Bank of Nova Scotia has abandoned a deal to sell its Malaysian unit to a Taiwanese financial-services firm after failing to close the transaction before a deadline.
Under an agreement struck last May, Scotiabank intended to sell its entire stake in the Bank of Nova Scotia Berhad, a wholly owned Malaysian subsidiary, for US$255-million. The prospective buyers were Cathay United Bank and Cathay Life − both of which are subsidiaries of Taiwanese firm Cathay Financial Holdings Ltd.
The deal was subject to due diligence as well as approvals from authorities in Taiwan and Malaysia. But Scotiabank and Cathay Financial have agreed to scrap the sale, adding uncertainty to the Canadian bank’s future in Malaysia, where it has operated since 1973.

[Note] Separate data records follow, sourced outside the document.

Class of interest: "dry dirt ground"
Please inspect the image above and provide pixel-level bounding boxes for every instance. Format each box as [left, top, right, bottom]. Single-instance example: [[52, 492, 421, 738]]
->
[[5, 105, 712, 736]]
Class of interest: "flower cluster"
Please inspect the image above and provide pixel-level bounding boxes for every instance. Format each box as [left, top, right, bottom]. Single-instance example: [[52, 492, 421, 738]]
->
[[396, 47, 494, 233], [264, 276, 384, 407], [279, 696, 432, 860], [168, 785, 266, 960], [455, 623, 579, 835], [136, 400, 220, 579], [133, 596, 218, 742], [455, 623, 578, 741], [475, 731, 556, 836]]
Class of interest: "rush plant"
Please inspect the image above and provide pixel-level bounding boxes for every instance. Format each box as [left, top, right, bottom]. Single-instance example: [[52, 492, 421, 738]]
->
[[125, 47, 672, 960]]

Scotiabank confirmed that the deal “did not close before a pre-agreed deadline, as a result it will not be moving forward,” in an e-mail from spokesperson Debra Chan. Though she said the bank “can’t go into details,” she added that the decision was not based on factors relating to the operation of the Malaysian business.
In a filing with the Taiwan Stock Exchange, Cathay Financial also said the deal couldn’t be closed in time, and “all parties agree” to terminate it.
The proposed deal with Cathay Financial was not financially material to Scotiabank, which is now “reviewing its strategic options for its Malaysia franchise.” The Bank of Nova Scotia Berhad was valued at $303-million as of the end of 2017.
On a conference call with reporters days after the deal was announced last year, Scotiabank chief financial officer Sean McGuckin explained that the bank had been “refining our Asian strategy for the last couple of years,” and that its focus was squarely on operations in North America and key Latin American markets – Mexico, Peru, Chile and Colombia.
“Malaysia was not a key element of that strategy,” Mr. McGuckin said at the time.
But Ms. Chan said the bank still “sees the region as an important part of its international footprint.”